Body Typos - #1
Edward Jackowski, Ph.D.
CEO & Founder of Exude Fitness and Escape Your Shape
If you’re trying to lose weight and/or excess fat and mass and you’re lifting moderate-heavy weights thinking that it will create a healthier body ratio which will allow you to burn more fat and help you to lose weight is not the most effective approach to weight loss and here’s why… This perhaps the most popular misconception circulating out there today. What do cross country skiers, swimmers, marathon runners, ballet dancers, ballerinas, and tri-athletes have in common? That’s right; none of these athletes are fat or possess a lot of bulk. Based on the theory that one needs to lift weights in order to burn fat more efficiently, then all of the athletes described above should be fat because they lift little or no weights in their exercise regimens. Moreover, how come athletes in the early 1900’s and before that time who participated in any of these types of sports were built similar to today’s athletes partaking in these same sports or activities? This faux pas is doing a grave injustice today by bulking up all the millions of women out there who think that if they lift weights that their metabolism will work more efficiently and that they will be able to burn more fat because they will possess more muscle.

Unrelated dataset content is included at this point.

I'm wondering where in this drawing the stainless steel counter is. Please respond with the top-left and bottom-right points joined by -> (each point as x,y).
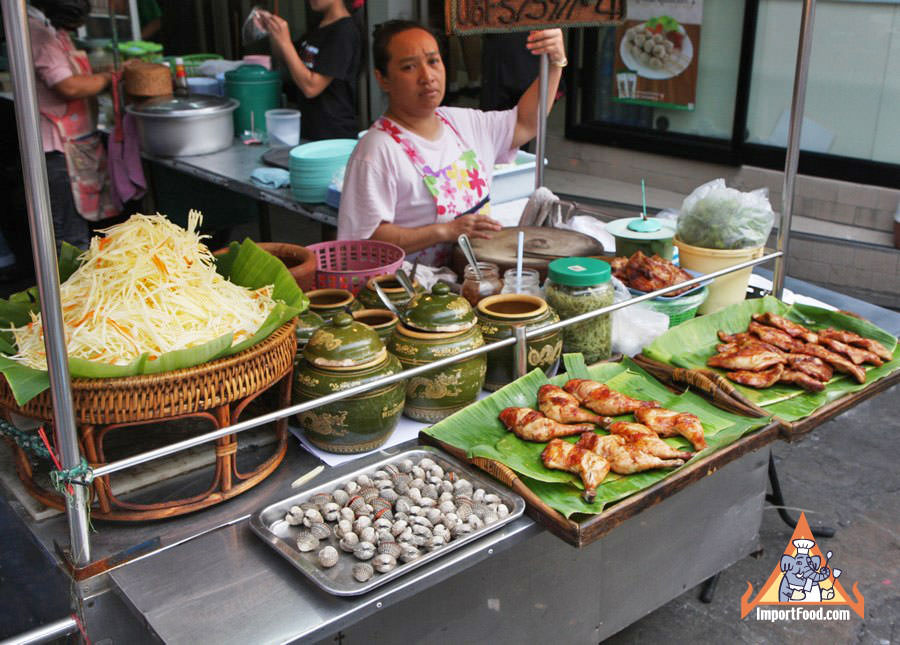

In theory, this is true. But what you the lay person and for that manner, even professionals in the fitness industry don’t know is that in order to raise your Basal Metabolic Rate – known as your BMR, the human body needs to put on approximately 20% more muscle mass in order to raise their BMR by just 5%. Considering that most people are overweight today, they are not in a position to add mass to their body. And, just because you are lifting weights and getting stronger, it doesn’t guarantee that your BMR is going to be more efficient because you could be lifting weights with low-moderate repetitions (reps) and lifting a heavy weight which requires lots of rest in between each set or exercise thus you are not working intensely enough in order to positively affect your BMR.
The reason that certain athletes own an efficient fat-burning body is primarily due to the fact that when they do workout and exercise, they workout with enough intensity that allows them to burn fat during and hours afterwards. It is the intensity at which we exercise that allows us to possess a healthier body ratio which then allows us to be burning more calories during our resting state and not the type of exercise per se. Additionally, weights and resistance come in many forms. For instance, a typical female ballet dancer may weigh about 120 lbs. Each and every time she lifts one leg repetitively, she is moving approximately 30+ lbs! Now just because there isn’t a weight or dumbbell attached to her body doesn’t mean she is not lifting enough weight. Actually, because she only lifts her body as her sole weight and resistance is the reason why her body is so lithe. If she added more weights to her routine, she would possess more mass and it would a) look awkward and, b) would not able her to move with the ease and grace that we admire and respect when we watch a ballet.